Son téléphone sonna une nouvelle fois, presque au moment où elle avait raccroché. Mais une fois encore, ce n'était pas Edward.
- Salut Carlisle, dit-elle, son coeur tombant dans le creux de son estomac. Elle savait que ce serait de mauvaises nouvelles.
- Salut Bella. Ce n'est pas de bonnes nouvelles, j'en ai peur, dit Carlisle, la voix pleine de compassion. Bella ne pouvait rêver une meilleure personne pour lui dire quelque chose de mauvais. Carlisle avait d'excellents moyens de réconforter - ses futurs patients seraient chanceux. Il leur dirait probablement qu'il ne leur reste que six mois à vivre et ils voudraient juste lui faire une étreinte.
- Qu'est-ce qu'il s'est passé ? Elle n'était pas sûre de vouloir connaître la réponse.
- Edward m'a envoyé un message pour dire qu'il ne pourrait pas venir. Il a dit qu'il ne se sentait pas bien et aimerait décaler à la semaine prochaine. Je suis désolé, Bella. Elle laissa échapper un soupir de soulagement. Ce n'était pas si mal. Au moins, il n'avait pas jeter le livre de photos en pleine tête à Carlisle.
- C'est bon, Carlisle. Merci quand même. J'espère voir Edward dans quelques jours pour la prochaine séance photo. J'imagine que je devrai juste attendre et lui parler en face à face alors. Elle plaça une mèche lâche derrière son oreille et se laissa tomber sur le canapé.
- D'accord. Je vais garder les photos au cas où je le vois entre-temps. Si tu le vois en premier, je te les rendrai. Je pense que tu devrais lui donner le livre dans tous les cas. Il est vraiment magnifique, Bella. Je sais que ça comptera beaucoup pour Edward.
- Merci Carlisle.
- Hey, quand tu veux, Bella. Et bonne chance.
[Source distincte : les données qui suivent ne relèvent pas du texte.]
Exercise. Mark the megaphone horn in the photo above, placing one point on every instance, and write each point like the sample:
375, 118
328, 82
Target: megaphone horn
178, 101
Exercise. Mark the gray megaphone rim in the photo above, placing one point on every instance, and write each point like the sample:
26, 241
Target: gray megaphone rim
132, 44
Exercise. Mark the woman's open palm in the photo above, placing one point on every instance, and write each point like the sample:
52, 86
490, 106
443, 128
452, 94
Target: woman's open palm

Bella mit fin à l'appel et essuya une larme de sa joue. Elle était très déçue. Mais au moins elle savait qu'elle allait voir Edward à la maison de vacances. Peut-être que c'était mieux de cette manière. Ca la forcerait à être une femme et à s'excuser en face à face. En même temps, ça ne faisait pas de mal d'essayer d'ouvrir un peu la voie.
EDWARD, JE SUIS TRES CONTENTE D'APPRENDRE QUE TU SERAS A LA SEANCE PHOTO SAMEDI. JE TE PARLERAI A CE MOMENT-LA. BELLA X
Elle signa le sms avec un baiser et pressa "envoyer". Maintenant, tout ce qu'elle avait à faire était d'attendre les cinq prochains jours entre maintenant et Edward.